= Vik Adhopia =

Canadian journalist

Vik Adhopia is a senior health reporter who reports from Toronto, Canada for CBC News.

== Career ==
He attended Port Credit Secondary School in Mississauga, Ontario. After graduating from the University of Toronto with an Honours Bachelor of Arts in political science and from Ryerson Polytechnical Institute with a Bachelor of Applied Arts in journalism, Adhopia joined the CBC in 1995 where he reported from Toronto, Ontario. In 1997, he moved on to Iqaluit while continuing to work for the CBC. He worked as a reporter in Vancouver and, in 2006, Adhopia began working in St.
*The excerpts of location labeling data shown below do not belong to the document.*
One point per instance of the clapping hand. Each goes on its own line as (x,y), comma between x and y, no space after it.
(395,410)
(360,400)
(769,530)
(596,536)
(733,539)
John's as a CBC National Reporter.

A report from Prince George, British Columbia about the doctor shortage won him a Jack Webster Award in 2001. In addition, he was awarded Radio and Television News Directors Association Awards in 2004 for his reports on flooding in British Columbia and in 2008 for his coverage of the Newfoundland Breast Cancer Scandal.

Adhopia has worked for the CBC bureau in Washington, DC and covered the War in Afghanistan in 2010.

== Awards and recognition ==
In 2015, Adhopia joined the Health Unit at CBC News in Toronto where he reports on health-related news stories.

In 2009, Adhopia was presented the Canadian Association of Journalists award for faith and spirituality along with fellow CBC journalists including Curt Petrovich and Frank Koller for their work on CBC Radio's Where is God Today?. In 2018, he was part of a months-long CBC News investigative series on the medical implant industry which found that devices pulled from the market internationally due to safety concerns continued to be implanted in Canadians, sometimes with unwanted consequences. The series, The Implant Files, produced in partnership with Radio-Canada and the Toronto Star, under the auspices of the International Consortium of Investigative Journalists, earned a Michener Award nomination in 2019.